Objective The aim of this paper is to analyze the clinic characteristics of MRMP in children by checking nucleic acid and mutational sites of mycoplasma pneumoniae(MP) from phlegm samples and help the clinic therapy of Mycoplasma pneumonia in children.
Methods Total 182 children in our hospital from October, 2015 to August, 2016 were enrolled into this study. Mycoplasma pneumoniae nucleic acid and gene locus for macrolide resistance from sputum samples was detected by PCR and Taqman fluorescent probe. χ
2 test was conducted to compare the difference in the clinic characteristics between MRMP pneumonia and macrolide-sensitive Mycoplasma(MSMP) pneumonia.
Results Among 182 MP pneumonia, there were 113 cases of MRMP accounting for 62.1%, 69 cases of MSMP accounting for 37.9%. A2063G mutation occurred in 99 cases, A2063T in 4 cases, A2063G was the main mutation. In 113 cases of MRMP pneumonia, 85 cases were with fever(temperature > 38℃) duration more than 7 days, for 75.2%; 78 cases with hospitalization time more than 7 days, for 69.0%; 69 cases with extra-pulmonary complications, for 61.1%; 58 cases with lungs lesions more than two lobes, for 51.3%, 55 cases with the use of glucocorticoid, for 48.7%, 47 cases with the level of CRP more than 40 mg/L, for 41.6%; 68 cases with Bronchoalveolar lavage, for 60.2%; 45 cases with intravenous immunoglobulin use, for 39.8%; 46 cases with the level of LDH >400 U/L, for 40.7%; MRMP had longer febrile periods, required longer hospitalization time, had higher rate of extra-pulmonary complications, lesions more than two lobes of lungs and CRP level more than 40 mg/L. More glucocorticoid, bronchoalveolar lavage and IVIG were used in MRMP. But there was no significant difference in LDH level.

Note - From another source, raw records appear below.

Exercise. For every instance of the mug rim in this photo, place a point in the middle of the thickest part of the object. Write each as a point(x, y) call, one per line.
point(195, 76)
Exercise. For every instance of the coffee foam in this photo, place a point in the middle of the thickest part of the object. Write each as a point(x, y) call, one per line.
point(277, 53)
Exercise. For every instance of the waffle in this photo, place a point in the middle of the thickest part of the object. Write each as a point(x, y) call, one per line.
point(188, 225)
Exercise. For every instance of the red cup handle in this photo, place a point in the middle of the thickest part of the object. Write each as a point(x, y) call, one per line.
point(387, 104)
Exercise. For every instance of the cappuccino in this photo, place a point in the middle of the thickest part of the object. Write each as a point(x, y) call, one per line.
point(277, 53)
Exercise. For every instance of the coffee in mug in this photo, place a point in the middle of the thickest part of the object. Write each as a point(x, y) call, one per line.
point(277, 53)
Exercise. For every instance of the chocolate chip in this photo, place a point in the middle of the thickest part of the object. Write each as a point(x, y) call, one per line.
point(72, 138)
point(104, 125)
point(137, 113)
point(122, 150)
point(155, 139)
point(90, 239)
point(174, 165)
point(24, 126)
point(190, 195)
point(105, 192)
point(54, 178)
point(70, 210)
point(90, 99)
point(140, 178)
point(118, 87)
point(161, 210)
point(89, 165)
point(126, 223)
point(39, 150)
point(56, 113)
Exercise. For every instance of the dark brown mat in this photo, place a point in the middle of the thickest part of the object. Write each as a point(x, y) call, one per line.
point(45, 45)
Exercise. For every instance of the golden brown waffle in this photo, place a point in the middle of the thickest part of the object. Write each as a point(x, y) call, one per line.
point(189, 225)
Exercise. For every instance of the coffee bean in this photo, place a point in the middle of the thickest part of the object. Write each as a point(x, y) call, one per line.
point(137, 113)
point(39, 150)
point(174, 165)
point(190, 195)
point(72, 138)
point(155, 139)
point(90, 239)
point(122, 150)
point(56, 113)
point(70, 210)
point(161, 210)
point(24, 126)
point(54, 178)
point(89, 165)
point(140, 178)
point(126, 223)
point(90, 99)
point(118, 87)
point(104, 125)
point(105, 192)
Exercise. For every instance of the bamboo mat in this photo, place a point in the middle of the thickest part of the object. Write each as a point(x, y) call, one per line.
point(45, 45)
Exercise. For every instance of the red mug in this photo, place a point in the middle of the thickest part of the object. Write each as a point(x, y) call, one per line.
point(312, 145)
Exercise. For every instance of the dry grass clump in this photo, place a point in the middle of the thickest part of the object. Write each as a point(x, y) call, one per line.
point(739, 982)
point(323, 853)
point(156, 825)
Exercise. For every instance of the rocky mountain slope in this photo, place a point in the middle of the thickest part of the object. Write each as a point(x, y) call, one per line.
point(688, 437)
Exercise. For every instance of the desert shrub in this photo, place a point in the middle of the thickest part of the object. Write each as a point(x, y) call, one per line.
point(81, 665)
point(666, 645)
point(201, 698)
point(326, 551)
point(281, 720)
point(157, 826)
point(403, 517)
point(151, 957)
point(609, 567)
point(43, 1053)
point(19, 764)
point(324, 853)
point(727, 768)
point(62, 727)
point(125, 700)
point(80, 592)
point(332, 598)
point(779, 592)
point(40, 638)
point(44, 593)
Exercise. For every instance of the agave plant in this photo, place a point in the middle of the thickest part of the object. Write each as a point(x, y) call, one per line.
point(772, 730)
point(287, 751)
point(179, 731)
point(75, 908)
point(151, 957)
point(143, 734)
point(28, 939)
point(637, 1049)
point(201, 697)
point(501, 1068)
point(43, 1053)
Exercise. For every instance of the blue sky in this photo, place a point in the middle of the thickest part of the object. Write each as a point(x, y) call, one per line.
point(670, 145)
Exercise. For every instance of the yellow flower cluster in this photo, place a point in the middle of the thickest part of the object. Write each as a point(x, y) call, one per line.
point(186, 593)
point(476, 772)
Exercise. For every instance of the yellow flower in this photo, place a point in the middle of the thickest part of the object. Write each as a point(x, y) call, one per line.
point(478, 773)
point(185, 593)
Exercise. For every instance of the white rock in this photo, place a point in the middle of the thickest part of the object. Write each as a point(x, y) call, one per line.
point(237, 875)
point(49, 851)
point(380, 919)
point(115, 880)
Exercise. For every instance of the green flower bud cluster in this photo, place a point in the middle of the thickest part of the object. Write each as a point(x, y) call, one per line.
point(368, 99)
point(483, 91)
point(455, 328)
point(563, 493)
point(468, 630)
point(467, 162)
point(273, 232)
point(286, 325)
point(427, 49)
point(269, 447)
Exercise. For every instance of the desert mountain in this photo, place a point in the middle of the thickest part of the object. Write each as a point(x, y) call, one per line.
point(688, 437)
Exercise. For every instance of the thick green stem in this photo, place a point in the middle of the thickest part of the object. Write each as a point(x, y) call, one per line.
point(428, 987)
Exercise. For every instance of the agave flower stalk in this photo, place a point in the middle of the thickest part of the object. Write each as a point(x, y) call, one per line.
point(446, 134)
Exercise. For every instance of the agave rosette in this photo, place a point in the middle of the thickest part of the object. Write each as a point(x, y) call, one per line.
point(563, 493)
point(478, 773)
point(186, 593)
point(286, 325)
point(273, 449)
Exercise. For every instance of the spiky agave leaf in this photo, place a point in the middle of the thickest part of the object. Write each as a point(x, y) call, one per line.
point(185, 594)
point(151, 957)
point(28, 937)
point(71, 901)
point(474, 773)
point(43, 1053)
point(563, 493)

Conclusion The incidence of MRMP pneumonia is higher than MSMP. If children suffer from longer febrile periods, combine with extra-pulmonary complications, wide lesion range, moderately increased CRP level; we should consider the possibility of MRMP. The use of low-dose glucocorticoid, bronchoalveolar lavage and IVIG should be selected to deal with MRMP.